Jack stars as swaggering demigod, declaring that "a seven-nation army couldn't hold me back." We are inclined to believe him. As if to prove that he is capable of spinning even the most inane melody into something unassailably cool, Jack interrupts his straightforward garage rock with a cover of the karaoke classic, "I Just Don't Know What to Do With Myself." Jack as bombastic Burt Bacharach.

Midway through Elephant, the Stripes take a running jump into what is arguably the high point of the album, "Ball and Biscuit." Jack as Hendrix-styled blues rock prophet. "It's quite possible that I'm your third man/ But it's a fact that I'm the seventh son/ And right now you could care less about me/ But soon enough you will care by the time I'm done." And now we will follow them anywhere.

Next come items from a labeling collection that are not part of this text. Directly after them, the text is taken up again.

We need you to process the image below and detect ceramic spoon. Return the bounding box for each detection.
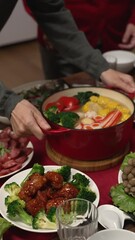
[98,204,133,229]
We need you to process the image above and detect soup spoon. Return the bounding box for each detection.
[98,204,133,229]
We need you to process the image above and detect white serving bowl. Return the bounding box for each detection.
[103,50,135,73]
[88,229,135,240]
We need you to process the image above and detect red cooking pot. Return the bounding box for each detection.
[42,87,134,161]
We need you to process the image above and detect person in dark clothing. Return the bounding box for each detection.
[0,0,135,139]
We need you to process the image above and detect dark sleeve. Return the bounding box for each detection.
[0,0,18,30]
[0,82,23,119]
[27,0,109,79]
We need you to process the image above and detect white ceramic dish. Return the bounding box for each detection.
[0,142,34,178]
[88,229,135,240]
[103,50,135,73]
[0,166,100,233]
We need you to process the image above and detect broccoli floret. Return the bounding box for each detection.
[71,173,90,190]
[0,217,12,239]
[5,195,25,208]
[77,188,96,202]
[21,163,44,186]
[32,210,56,229]
[7,200,33,225]
[56,166,71,182]
[4,182,21,196]
[58,112,80,129]
[47,207,56,223]
[75,91,99,105]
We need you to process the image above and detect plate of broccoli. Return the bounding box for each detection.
[0,163,100,233]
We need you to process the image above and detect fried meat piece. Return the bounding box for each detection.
[18,173,47,202]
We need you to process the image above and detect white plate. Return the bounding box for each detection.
[118,170,123,183]
[0,142,34,178]
[0,166,100,233]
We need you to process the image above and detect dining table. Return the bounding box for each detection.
[0,73,135,240]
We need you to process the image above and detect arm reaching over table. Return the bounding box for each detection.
[0,0,135,139]
[10,100,50,139]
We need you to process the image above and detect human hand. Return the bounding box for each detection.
[118,23,135,50]
[10,100,50,140]
[100,69,135,93]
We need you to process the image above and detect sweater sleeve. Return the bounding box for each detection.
[27,0,109,79]
[128,3,135,24]
[0,82,23,119]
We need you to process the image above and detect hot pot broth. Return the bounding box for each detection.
[44,88,133,130]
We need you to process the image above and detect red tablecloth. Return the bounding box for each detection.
[0,126,135,240]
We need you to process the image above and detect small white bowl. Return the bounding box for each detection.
[103,50,135,73]
[88,229,135,240]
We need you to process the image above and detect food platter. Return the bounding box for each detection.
[0,141,34,178]
[0,166,100,233]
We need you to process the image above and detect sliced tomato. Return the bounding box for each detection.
[45,101,64,112]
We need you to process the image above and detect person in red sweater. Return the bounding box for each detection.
[23,0,135,79]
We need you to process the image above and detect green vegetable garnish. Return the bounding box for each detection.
[110,183,135,213]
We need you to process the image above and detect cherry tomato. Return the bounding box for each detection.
[45,101,64,112]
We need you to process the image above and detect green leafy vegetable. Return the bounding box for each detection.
[44,106,79,129]
[47,207,56,223]
[77,187,96,202]
[75,91,99,105]
[120,152,135,171]
[7,200,33,225]
[110,183,135,213]
[4,182,21,196]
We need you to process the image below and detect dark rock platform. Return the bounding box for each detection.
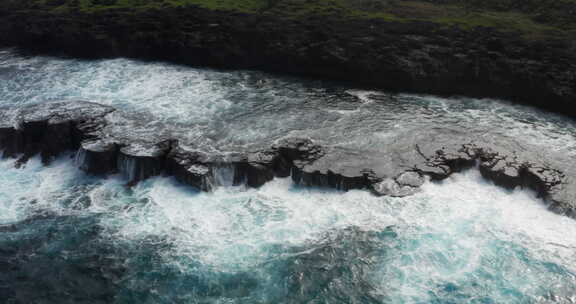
[0,101,576,217]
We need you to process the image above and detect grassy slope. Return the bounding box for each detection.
[0,0,576,39]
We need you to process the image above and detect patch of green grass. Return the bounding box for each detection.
[0,0,576,38]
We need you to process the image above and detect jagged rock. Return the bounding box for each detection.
[0,102,576,217]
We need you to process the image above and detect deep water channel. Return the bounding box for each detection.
[0,50,576,303]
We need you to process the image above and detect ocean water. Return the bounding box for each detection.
[0,50,576,303]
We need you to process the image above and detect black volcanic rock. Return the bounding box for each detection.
[0,102,576,217]
[0,6,576,116]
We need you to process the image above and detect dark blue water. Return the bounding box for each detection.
[0,51,576,303]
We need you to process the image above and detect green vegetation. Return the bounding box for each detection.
[0,0,576,37]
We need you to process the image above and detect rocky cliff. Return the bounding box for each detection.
[0,0,576,116]
[0,102,576,217]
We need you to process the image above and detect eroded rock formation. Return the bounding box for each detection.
[0,101,576,217]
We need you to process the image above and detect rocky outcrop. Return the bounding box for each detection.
[0,6,576,116]
[0,101,576,217]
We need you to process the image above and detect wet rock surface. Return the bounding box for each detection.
[0,7,576,116]
[0,101,576,217]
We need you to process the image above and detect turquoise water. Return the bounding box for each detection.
[0,50,576,304]
[0,159,576,303]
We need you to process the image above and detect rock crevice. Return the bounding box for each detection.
[0,102,576,217]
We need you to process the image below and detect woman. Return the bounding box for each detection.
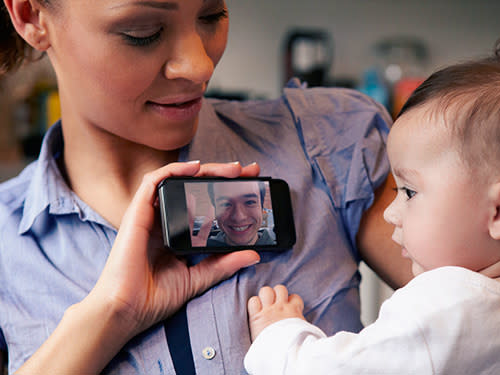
[0,0,409,374]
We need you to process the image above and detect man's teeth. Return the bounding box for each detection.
[232,225,250,232]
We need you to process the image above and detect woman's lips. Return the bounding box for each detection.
[146,97,202,121]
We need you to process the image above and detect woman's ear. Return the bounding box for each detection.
[488,182,500,240]
[4,0,50,51]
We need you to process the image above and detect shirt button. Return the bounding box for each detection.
[202,346,215,359]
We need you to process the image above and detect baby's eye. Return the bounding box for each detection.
[399,187,417,199]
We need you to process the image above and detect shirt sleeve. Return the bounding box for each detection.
[244,296,434,375]
[285,83,392,259]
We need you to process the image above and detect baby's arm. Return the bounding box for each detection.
[248,285,306,341]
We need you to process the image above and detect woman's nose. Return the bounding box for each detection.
[165,31,214,84]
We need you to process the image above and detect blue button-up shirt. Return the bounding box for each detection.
[0,78,391,375]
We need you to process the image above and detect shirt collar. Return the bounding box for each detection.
[19,121,109,234]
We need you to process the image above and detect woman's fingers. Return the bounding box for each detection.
[196,161,260,178]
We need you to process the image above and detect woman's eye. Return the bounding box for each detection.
[200,9,227,24]
[122,29,163,47]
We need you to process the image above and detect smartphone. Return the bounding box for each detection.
[158,177,296,254]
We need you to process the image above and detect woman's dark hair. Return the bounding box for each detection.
[0,0,48,77]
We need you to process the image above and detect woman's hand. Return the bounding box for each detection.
[89,162,259,335]
[16,162,259,374]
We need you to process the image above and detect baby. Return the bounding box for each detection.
[245,57,500,375]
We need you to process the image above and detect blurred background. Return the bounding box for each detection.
[0,0,500,323]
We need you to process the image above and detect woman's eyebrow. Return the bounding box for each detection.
[110,0,179,10]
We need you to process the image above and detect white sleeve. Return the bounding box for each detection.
[245,301,433,375]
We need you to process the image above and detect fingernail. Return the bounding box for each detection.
[245,258,260,267]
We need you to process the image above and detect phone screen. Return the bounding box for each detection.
[159,178,295,252]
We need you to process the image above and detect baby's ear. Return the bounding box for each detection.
[488,182,500,240]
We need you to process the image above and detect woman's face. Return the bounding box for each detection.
[45,0,229,150]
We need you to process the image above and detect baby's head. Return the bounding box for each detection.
[395,56,500,182]
[384,58,500,276]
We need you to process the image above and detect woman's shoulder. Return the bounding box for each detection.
[0,161,36,217]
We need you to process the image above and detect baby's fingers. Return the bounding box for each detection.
[247,296,262,317]
[288,294,304,313]
[259,286,276,307]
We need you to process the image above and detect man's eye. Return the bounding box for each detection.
[401,187,417,199]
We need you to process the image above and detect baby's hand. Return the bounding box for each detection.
[248,285,306,341]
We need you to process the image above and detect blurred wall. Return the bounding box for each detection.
[211,0,500,97]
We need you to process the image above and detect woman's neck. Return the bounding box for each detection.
[62,125,178,228]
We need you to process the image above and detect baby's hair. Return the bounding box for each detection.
[398,53,500,181]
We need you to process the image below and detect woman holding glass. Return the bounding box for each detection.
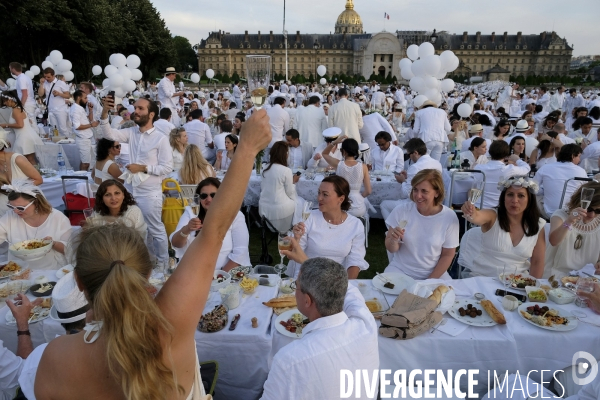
[462,176,546,278]
[385,169,459,280]
[169,177,251,271]
[544,182,600,278]
[287,175,369,279]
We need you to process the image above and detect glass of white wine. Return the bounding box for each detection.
[246,55,271,110]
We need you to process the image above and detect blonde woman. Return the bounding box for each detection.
[169,128,188,172]
[177,144,216,185]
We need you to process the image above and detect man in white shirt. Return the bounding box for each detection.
[183,110,215,163]
[157,67,184,127]
[265,97,290,148]
[8,62,36,117]
[285,129,313,169]
[329,88,363,144]
[533,144,587,218]
[154,108,175,137]
[413,100,452,161]
[38,68,71,136]
[261,256,379,400]
[380,138,442,221]
[70,90,99,171]
[100,94,173,262]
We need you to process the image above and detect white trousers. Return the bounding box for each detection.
[135,193,169,261]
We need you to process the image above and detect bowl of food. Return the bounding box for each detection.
[8,239,54,261]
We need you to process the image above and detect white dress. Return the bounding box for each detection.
[9,116,44,154]
[471,212,546,277]
[335,161,367,217]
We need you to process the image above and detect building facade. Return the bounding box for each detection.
[194,0,573,79]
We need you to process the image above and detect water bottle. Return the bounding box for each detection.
[56,151,67,175]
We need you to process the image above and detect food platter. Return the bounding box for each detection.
[448,298,498,327]
[372,272,415,295]
[518,303,579,332]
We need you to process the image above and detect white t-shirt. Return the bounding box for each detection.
[385,201,459,279]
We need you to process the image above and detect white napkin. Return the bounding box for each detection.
[119,170,150,187]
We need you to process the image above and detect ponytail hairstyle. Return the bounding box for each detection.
[75,224,184,400]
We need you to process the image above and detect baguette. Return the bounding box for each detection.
[263,297,296,308]
[481,300,506,325]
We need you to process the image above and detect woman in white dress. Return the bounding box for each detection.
[385,169,459,280]
[287,175,369,279]
[0,180,72,270]
[544,182,600,278]
[0,90,44,165]
[169,177,251,271]
[462,177,546,278]
[92,179,148,240]
[92,138,123,185]
[323,136,371,217]
[169,128,188,172]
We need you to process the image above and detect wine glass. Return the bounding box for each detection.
[246,55,271,110]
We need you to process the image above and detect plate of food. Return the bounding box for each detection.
[56,264,75,279]
[275,308,309,339]
[8,239,54,260]
[498,274,540,292]
[519,303,579,332]
[372,272,415,295]
[448,298,506,326]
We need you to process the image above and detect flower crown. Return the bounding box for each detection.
[498,176,540,194]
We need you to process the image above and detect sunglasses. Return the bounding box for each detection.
[200,193,217,200]
[6,200,35,212]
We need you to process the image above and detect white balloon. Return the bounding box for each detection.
[63,71,75,82]
[413,94,427,108]
[48,50,62,65]
[419,42,435,58]
[440,79,454,93]
[456,103,471,118]
[108,74,125,89]
[122,79,136,92]
[127,54,142,68]
[422,54,442,76]
[131,68,144,81]
[406,44,419,61]
[104,65,119,78]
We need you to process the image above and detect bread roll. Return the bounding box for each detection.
[481,300,506,325]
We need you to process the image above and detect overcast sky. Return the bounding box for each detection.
[152,0,600,56]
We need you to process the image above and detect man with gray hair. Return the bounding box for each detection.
[262,255,379,400]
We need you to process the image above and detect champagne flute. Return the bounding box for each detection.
[246,55,271,110]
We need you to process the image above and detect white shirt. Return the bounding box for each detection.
[533,161,587,215]
[385,201,459,279]
[69,103,94,139]
[183,119,213,158]
[157,76,177,110]
[267,104,290,147]
[100,120,173,197]
[261,284,379,400]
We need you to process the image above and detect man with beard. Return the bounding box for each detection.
[100,97,173,262]
[69,90,99,171]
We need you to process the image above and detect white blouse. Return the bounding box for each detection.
[169,206,252,269]
[0,209,72,270]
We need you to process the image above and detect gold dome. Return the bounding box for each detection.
[335,0,363,33]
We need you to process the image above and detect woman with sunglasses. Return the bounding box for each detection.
[544,182,600,278]
[0,180,71,270]
[92,138,123,185]
[169,177,251,271]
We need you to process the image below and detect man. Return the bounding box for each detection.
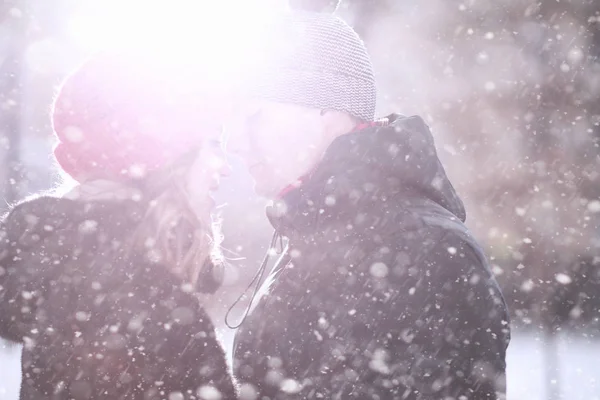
[229,3,509,400]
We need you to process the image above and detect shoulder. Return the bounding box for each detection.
[2,196,72,235]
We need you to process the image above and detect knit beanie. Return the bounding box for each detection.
[245,0,376,121]
[52,51,226,182]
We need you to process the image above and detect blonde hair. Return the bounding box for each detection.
[130,151,224,286]
[55,150,224,292]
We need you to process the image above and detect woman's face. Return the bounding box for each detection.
[188,126,231,217]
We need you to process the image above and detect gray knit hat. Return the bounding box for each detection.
[250,0,376,121]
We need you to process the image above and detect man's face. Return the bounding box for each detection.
[226,102,327,198]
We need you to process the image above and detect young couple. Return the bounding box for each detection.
[0,1,509,400]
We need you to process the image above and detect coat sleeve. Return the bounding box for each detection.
[308,232,509,400]
[0,208,30,343]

The White Stripes emerge as contradictory as ever: Jack alternately delivers sincere sounding lyrics with an audible smirk and refuses to crack a smile for the high camp of lines like "Be like the squirrel, girl," in the delightfully straight-faced "Little Acorns." Meg hangs back behind her drums for most of the album, pounding out a foundation for Jack's squealing guitar departures, but then steps out to lend airy, unpolished vocals on the folksy "In the Cold, Cold Night." The searing guitar-induced frenzy created by the album's first 12 tracks breaks sharply on the final song, a comedic back-and-forth romp between Jack, Meg and Miss Holly Golightly, "Well It's True That We Love One Another."

Well, even if it's not true, we love them anyway.